Heart Reading … Day 33
Lifting our heavy hearts together.
The past few days have seen a deep dive into the subtleties of interpersonal communication. When we hear of the cause of relationships falling apart, it is often “irreconcilable differences” which result from miscommunication and weak or flaccid interpersonal communication skills. The spectrum of expression, or the multifaceted aspects of this skill, is infinite and subjective — subject to dynamically shifting interpretation from multiple angles.
Add emotion to this broad spectrum of expression and interpretation and the potential for misinterpretation amplifies exponentially. Then add decades of habits and patterns.
But love does conquer a hell of a lot (maybe not “all”); and it bridges gaps, rebuilds foundations, and redirects the heart toward active hope. I just got a heart flutter as I typed those words — definitely a good sign!
My partner and I are deconstructing the patriarchal influences in our opinions and unconscious biases. Talk about an ambitious undertaking.
We are no joke in our approach. We’ve taken a significant “break” so that we each have time and space to reconnect with ourselves individually and this process is helping us to redefine what makes us us. We are literally reaffirming why we love each other (the words on the heart image above) and we are looking at “us” from these four perspectives:
- what I need for me
- what I need from you
- what you need from me
- what you need for you
There are a few clear things emerging.

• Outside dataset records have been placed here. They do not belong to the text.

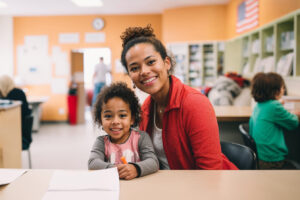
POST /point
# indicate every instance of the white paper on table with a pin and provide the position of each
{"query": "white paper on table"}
(77, 185)
(106, 179)
(79, 195)
(9, 175)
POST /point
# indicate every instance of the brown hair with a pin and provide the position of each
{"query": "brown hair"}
(120, 90)
(266, 86)
(136, 35)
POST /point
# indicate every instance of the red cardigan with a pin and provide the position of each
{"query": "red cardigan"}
(190, 131)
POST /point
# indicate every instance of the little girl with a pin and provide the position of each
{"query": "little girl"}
(268, 120)
(117, 110)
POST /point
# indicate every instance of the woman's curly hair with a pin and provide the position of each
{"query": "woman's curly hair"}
(121, 91)
(136, 35)
(266, 86)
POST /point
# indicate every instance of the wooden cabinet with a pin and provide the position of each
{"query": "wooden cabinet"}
(10, 136)
(198, 63)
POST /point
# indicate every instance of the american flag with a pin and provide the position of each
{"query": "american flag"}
(247, 15)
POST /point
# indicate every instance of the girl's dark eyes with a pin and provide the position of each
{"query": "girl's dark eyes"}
(133, 69)
(123, 115)
(151, 62)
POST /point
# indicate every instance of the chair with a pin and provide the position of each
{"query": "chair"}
(249, 142)
(243, 157)
(26, 136)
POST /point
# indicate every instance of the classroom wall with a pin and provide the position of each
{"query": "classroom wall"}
(269, 10)
(55, 109)
(6, 45)
(196, 23)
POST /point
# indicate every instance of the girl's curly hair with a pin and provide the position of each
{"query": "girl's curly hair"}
(266, 86)
(135, 35)
(121, 91)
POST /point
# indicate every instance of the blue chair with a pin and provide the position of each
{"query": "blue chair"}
(249, 142)
(26, 136)
(243, 157)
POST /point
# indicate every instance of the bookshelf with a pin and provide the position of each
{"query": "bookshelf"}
(198, 63)
(272, 47)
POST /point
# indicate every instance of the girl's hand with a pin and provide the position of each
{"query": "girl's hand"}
(127, 171)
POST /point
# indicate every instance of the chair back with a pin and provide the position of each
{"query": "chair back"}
(26, 132)
(243, 157)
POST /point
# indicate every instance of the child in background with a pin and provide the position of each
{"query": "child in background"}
(269, 119)
(117, 110)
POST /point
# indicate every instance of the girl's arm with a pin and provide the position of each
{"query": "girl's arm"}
(97, 156)
(149, 162)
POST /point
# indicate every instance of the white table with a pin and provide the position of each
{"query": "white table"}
(179, 185)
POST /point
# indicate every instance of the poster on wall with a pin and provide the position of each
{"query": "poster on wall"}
(33, 62)
(247, 15)
(60, 61)
(68, 38)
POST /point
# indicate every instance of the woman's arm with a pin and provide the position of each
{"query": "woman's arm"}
(97, 156)
(200, 125)
(149, 162)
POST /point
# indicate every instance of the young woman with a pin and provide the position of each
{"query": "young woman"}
(179, 119)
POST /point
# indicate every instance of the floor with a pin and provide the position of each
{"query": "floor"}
(64, 146)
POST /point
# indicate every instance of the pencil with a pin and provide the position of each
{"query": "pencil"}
(123, 160)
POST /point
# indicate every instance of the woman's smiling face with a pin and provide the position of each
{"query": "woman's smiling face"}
(147, 69)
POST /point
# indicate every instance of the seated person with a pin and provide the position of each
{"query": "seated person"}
(9, 91)
(269, 119)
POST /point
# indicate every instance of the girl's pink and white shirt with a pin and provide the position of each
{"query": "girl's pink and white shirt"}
(129, 149)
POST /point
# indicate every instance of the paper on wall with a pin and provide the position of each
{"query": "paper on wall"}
(59, 86)
(33, 61)
(60, 61)
(94, 37)
(68, 38)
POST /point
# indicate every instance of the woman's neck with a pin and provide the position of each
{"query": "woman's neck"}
(161, 97)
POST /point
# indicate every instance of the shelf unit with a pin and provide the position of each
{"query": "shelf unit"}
(272, 47)
(198, 63)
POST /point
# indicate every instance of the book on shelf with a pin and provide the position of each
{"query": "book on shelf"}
(285, 64)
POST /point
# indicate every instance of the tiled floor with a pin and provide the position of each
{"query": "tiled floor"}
(62, 146)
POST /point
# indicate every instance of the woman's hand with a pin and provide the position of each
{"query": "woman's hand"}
(127, 171)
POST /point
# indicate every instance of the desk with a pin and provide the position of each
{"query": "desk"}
(179, 184)
(34, 103)
(233, 113)
(10, 135)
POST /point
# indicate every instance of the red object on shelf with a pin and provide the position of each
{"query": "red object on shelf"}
(72, 107)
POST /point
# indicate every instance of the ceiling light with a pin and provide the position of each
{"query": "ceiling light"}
(3, 4)
(88, 3)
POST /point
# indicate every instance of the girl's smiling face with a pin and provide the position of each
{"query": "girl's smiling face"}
(116, 119)
(147, 69)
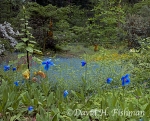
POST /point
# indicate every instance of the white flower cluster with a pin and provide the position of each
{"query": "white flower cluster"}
(7, 32)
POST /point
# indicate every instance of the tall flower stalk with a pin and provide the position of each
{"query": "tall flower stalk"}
(28, 42)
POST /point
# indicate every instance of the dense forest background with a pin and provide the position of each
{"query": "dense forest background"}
(103, 22)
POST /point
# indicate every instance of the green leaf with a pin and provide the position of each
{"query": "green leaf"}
(31, 45)
(30, 49)
(50, 99)
(20, 45)
(22, 19)
(10, 108)
(33, 42)
(37, 51)
(24, 39)
(37, 60)
(21, 55)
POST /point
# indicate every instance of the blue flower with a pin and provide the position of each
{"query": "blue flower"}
(65, 93)
(30, 108)
(14, 69)
(6, 68)
(109, 80)
(16, 83)
(47, 64)
(125, 80)
(83, 63)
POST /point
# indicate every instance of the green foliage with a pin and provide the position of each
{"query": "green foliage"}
(142, 62)
(106, 23)
(27, 44)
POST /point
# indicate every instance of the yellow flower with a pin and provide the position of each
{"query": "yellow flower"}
(26, 74)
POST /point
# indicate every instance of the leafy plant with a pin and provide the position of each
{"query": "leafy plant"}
(27, 41)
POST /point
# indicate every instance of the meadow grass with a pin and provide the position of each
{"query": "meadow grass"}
(89, 96)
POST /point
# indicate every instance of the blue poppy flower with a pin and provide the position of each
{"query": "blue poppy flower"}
(109, 80)
(47, 64)
(6, 68)
(65, 93)
(14, 69)
(83, 63)
(30, 108)
(125, 80)
(22, 81)
(16, 83)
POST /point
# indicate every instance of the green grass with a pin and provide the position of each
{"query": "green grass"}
(88, 99)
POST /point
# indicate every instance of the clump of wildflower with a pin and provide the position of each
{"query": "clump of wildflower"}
(109, 80)
(26, 74)
(6, 68)
(65, 93)
(47, 64)
(16, 83)
(30, 108)
(83, 63)
(125, 80)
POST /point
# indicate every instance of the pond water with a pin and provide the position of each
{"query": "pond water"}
(69, 70)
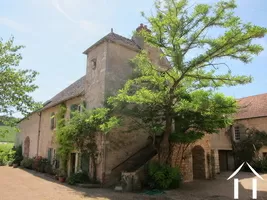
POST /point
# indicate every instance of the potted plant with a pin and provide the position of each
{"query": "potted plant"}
(15, 165)
(62, 176)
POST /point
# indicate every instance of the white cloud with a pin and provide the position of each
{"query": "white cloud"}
(86, 25)
(14, 25)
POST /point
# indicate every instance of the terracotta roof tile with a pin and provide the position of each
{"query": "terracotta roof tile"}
(115, 38)
(252, 106)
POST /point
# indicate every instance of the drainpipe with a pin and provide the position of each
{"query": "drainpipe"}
(104, 138)
(39, 132)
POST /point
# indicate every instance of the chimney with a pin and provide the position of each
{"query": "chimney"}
(137, 38)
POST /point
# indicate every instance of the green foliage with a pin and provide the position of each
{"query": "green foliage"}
(163, 176)
(27, 163)
(79, 132)
(39, 164)
(16, 85)
(246, 149)
(7, 154)
(185, 85)
(79, 177)
(49, 169)
(260, 165)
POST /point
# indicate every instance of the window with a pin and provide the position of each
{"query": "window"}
(52, 121)
(93, 63)
(49, 155)
(73, 108)
(236, 133)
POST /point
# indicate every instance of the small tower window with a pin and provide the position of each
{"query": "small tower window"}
(93, 63)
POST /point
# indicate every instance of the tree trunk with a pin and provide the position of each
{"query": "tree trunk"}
(164, 149)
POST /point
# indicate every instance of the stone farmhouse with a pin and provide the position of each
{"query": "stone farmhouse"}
(107, 69)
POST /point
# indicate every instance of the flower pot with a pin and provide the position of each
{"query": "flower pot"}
(61, 179)
(15, 165)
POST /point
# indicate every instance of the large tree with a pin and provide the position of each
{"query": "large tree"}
(16, 84)
(197, 40)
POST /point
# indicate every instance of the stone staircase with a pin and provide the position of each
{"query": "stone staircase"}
(131, 164)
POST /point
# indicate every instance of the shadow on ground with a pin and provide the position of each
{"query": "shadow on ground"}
(98, 193)
(218, 189)
(221, 189)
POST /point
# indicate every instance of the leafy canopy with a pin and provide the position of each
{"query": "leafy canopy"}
(16, 85)
(185, 88)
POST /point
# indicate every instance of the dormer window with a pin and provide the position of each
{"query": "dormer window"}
(93, 63)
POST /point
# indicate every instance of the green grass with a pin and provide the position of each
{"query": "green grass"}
(6, 147)
(9, 136)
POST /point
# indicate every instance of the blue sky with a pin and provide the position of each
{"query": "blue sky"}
(56, 32)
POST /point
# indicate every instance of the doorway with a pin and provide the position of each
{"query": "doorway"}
(198, 155)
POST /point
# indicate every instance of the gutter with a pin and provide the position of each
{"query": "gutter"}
(39, 132)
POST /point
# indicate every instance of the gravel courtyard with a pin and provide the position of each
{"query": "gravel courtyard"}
(23, 185)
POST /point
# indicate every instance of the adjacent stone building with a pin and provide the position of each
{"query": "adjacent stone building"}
(213, 153)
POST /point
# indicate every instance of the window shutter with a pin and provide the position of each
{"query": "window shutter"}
(84, 104)
(52, 121)
(73, 108)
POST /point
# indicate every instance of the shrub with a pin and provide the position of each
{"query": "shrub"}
(49, 169)
(39, 163)
(6, 154)
(79, 177)
(163, 176)
(27, 163)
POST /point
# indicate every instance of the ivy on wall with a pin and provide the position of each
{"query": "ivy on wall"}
(79, 132)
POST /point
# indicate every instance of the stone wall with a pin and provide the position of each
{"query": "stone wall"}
(189, 169)
(123, 143)
(29, 127)
(95, 77)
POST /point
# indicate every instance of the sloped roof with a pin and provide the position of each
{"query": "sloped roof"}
(74, 90)
(252, 106)
(115, 38)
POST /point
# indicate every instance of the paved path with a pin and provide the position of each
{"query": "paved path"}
(25, 185)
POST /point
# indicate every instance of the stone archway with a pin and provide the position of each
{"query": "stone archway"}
(26, 147)
(198, 155)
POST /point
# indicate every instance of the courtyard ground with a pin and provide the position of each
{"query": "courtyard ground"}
(23, 185)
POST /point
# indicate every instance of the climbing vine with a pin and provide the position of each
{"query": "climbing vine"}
(79, 133)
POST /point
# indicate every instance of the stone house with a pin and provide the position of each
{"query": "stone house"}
(107, 69)
(213, 153)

One is the topic of shame. Shame is a weapon of the patriarchy and it has been wielded by institutions like the Church to suppress freedom of expression — particularly gender and sexual exploration. There is no place in life for the infliction of shame. We may individually regret an action and spend time reflecting on our why of this action, but once this introspective effort is made a lover, a family, a community “should” be available for open hearted discussion and reconciliation.
The Truth and Reconciliation Commissions of the world are many and also ambitious undertakings to address tragic miscommunications and injustices. This fantastic in-depth Mother Jones article breaks down the reconciliation efforts surrounding the 1979 Greensboro N.C. massacre alongside details of various other TRC models and outcomes globally. The staff director of this particular TRC says, after the decades of due diligence, “What’s missing from these examples? The “R” in TRC. Studying the buried past is itself a herculean task for any commission. Pile on the burden of creating widespread social change and it’s really no wonder most commissions haven’t lived up to their promises. “There are too many people who want to jump straight to reconciliation, ahead of investigation into who did and knew what.”
I believe that the more familiar we all get with reconciling all conflicts, however small (which is a tenet of my engaged Buddhist life practice), the more effective will be the wider societal efforts.
On day 28 I wrote about my heavy heart thinking many of the neighborhood birds had been killed after all the air vents where I live were vacuumed. Come to find out, with the decline in many bird populations, many songbirds suddenly stop singing in the end of summer not having to defend their territories vocally. So my heart lifts slightly with this information. We must keep pursuing clarification where we are not reconciled within ourselves, and we must keep vigilant in all our relations in our open-hearted quest for interpersonal reconciliation. We are all interdependent; as we “heal thyself” the ripples of healing extend farther and wider.